Construction Company Gives Back To SF
by Breanna Fuss, Reporter
August 03, 2013 3:03 PM
A South Dakota Construction company spent the day giving back to the community. For 50 years now Soukup Construction has been busy tearing down and building up the Sioux Empire. On Saturday 51 of the 80 employees who work for the company volunteered their time and construction skills to make Family Park look a little nicer.
Jim Soukup is the President of Soukup Construction. Since 1963, the construction company has been shaping the Sioux Empire with its work. And on Saturday morning, they were at it again. But this project was near and dear to all of their hearts.
“Family park was a piece of land that we did a bunch of gravel mining on years ago, and when we finished that up, we were left with a lake,” said Soukup.
So Soukup said his family donated the 91 acres of land to the city of Sioux Falls, who then turned it into Family Park. And on Saturday, it was time to give again.
Some of the volunteer employees were busy dumping, and spreading dirt to begin the first phase of a new dog park.
Others were 'across the pond' creating fishing piers. One of those employees was Lane Busser, who’s been with Soukup Construction for 28 years.
“This is great, I mean everybody has made a good living out of Sioux Falls, so it’s our turn to give back,” said Busser.
And down the dirt mound is Merlyn Brockhouse. He and a team of men were replacing a rotted out culvert.
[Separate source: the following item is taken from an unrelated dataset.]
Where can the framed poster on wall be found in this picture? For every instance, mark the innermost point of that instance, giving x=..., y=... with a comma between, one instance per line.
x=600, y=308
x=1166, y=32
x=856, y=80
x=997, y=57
Brockhouse said while Saturday's project has given him a chance to give back to the community, he is also able to work with people he hasn't gotten the chance to throughout his 22 years with the company.
“Not only is it building a better park, but it’s volunteering, and building that bond,” said Brockhouse.
Whether its building bonds, piers or just dumping dirt, Soukup said it's the least he can do for a community that has done so much for his company.
“We just knew that this would be our way to give back to the city of Sioux Falls,” said Soukup.
Workers were also relaying dirt around some areas of the ponds’ banks that had been washed away.